LAWS(P&H)-1997-12-83

KITAB SINGH Vs. STATE OF HARYANA

Decided On December 08, 1997
KITAB SINGH Appellant
V/S
STATE OF HARYANA Respondents

JUDGEMENT

(1.) ACCORDING to the prosecution, on 29.8.1997, A.S.I. Prithvi Singh was present near Tramara bridge Sonali Road Panipat alongwith constable Parmod Kumar and other police personnel. The accused was sighted by them going on the Kacha road. Seeing the policemen stationed there, he tried to go back. A.S.I. Prithvi Singh became suspicious about his movements. He caught hold of him. The accused disclosed his name as Kitab Singh son of Mange Ram Balmiki, R/o Nizdghane Baba Ki Kutiya, Vikas Nagar, Panipat falling in PS Chandani Bagh, Panipat. He told Prithvi Singh that he was carrying a cotton bag. Prithvi Singh told him that he was suspecting the cotton bag as containing contraband and therefore, he would like to search it and if he so wishes, it could be searched in the presence of a gazetted officer or a magistrate. The accused, thereupon replied that he would like to be searched by a gazetted officer. He made statement to this effect before the A.S.I. Prithvi Singh. A wireless message was flashed to DSP City Panipat, who reached the spot and directed ASI, Prithvi Singh to carry out the search. On search, the cotton bag was found to be containing Charas weighing about 450 grams in a green-coloured polythene bag.
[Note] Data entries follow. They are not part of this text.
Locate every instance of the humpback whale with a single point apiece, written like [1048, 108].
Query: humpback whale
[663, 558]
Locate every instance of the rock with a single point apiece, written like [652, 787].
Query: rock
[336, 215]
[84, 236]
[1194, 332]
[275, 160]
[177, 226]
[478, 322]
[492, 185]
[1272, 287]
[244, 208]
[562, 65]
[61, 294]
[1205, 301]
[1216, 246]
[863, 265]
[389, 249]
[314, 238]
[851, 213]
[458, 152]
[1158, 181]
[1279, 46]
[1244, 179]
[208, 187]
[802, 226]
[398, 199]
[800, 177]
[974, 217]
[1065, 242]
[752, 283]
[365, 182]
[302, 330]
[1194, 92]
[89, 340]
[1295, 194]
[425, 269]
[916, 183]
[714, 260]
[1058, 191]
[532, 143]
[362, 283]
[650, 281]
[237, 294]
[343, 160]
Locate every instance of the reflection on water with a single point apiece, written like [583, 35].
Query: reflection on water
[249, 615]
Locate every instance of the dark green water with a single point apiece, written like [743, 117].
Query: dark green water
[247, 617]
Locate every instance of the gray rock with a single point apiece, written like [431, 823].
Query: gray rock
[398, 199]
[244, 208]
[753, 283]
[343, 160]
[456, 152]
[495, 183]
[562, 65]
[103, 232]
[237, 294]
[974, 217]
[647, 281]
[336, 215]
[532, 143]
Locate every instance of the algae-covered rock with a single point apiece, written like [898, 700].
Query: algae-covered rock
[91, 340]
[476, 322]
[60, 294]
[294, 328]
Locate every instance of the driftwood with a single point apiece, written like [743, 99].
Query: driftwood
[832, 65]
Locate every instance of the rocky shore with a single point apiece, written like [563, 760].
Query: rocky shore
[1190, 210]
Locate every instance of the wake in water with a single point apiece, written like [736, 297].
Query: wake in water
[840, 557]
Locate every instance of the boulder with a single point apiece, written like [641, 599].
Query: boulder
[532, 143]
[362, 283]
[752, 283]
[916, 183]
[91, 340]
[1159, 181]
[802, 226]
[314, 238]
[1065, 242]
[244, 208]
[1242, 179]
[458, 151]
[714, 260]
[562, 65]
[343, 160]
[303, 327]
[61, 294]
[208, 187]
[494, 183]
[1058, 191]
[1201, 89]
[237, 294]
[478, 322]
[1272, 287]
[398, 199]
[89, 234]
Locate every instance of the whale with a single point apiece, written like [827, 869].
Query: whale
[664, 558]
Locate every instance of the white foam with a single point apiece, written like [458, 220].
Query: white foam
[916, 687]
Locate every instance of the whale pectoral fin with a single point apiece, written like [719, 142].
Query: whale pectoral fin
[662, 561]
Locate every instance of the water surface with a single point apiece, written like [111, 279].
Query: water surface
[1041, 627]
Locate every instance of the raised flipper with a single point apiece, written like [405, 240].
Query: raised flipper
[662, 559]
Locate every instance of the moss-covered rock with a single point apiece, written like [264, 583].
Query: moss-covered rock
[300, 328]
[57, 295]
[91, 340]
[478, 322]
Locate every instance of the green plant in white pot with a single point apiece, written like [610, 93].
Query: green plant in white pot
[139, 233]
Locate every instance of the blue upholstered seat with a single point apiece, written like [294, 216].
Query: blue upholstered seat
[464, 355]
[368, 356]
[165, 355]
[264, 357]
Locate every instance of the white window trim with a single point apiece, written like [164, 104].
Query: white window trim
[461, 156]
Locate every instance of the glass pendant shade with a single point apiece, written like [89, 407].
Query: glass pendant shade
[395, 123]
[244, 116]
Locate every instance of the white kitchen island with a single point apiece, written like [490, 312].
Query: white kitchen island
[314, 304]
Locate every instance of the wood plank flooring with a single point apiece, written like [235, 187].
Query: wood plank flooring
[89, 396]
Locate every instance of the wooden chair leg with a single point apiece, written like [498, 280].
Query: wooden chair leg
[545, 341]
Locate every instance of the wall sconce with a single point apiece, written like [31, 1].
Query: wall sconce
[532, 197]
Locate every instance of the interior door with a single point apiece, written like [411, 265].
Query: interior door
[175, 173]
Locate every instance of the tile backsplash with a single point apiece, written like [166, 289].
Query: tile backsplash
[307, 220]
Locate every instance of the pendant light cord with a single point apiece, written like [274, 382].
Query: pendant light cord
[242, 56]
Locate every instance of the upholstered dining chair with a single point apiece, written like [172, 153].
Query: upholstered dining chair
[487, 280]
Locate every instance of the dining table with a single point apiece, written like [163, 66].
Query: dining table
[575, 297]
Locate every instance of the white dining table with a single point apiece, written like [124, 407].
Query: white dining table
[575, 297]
(2.) IT has been submitted by learned counsel for the petitioner that there has not been strict compliance with the provisions of Section 50 of the Narcotic Drugs and Psychotropic Substances Act, 1985 inasmuch as A.S.I. Prithvi Singh did not send for a Magistrate or a gazetted officer of some other Department, if he were really so earnest. He should not have sent for D.S.P., who is none else, but one from the police force. It has been submitted by the learned counsel that the object of the Legislature while enacting Section 50 of the NDPS Act was to give assurance to the accused that there will not be any false implication, and that assurance was a must when the Legislature provided 10 years, imprisonment and fine up to Rs. One lakh in the minimum, for these offences. It has also been submitted that when the Legislature intends that a particular thing should be done in a particular manner, it has to be done in that manner and in no other whatsoever. Further that the recovery has not been witnessed by any independent witness. It has been witnessed only by A.S.I. Prithvi Singh and the D.S.P. City Panipat. It has been further submitted that things would have been different if the recovery had been witnessed by some independent witnesses. In this case, thus, it is open to debate whether there has been compliance with the provisions of Section 50 of the NDPS Act in the spirit in which the Legislature intended that it should be complied with or whether the compliance was only a ritual and a formality.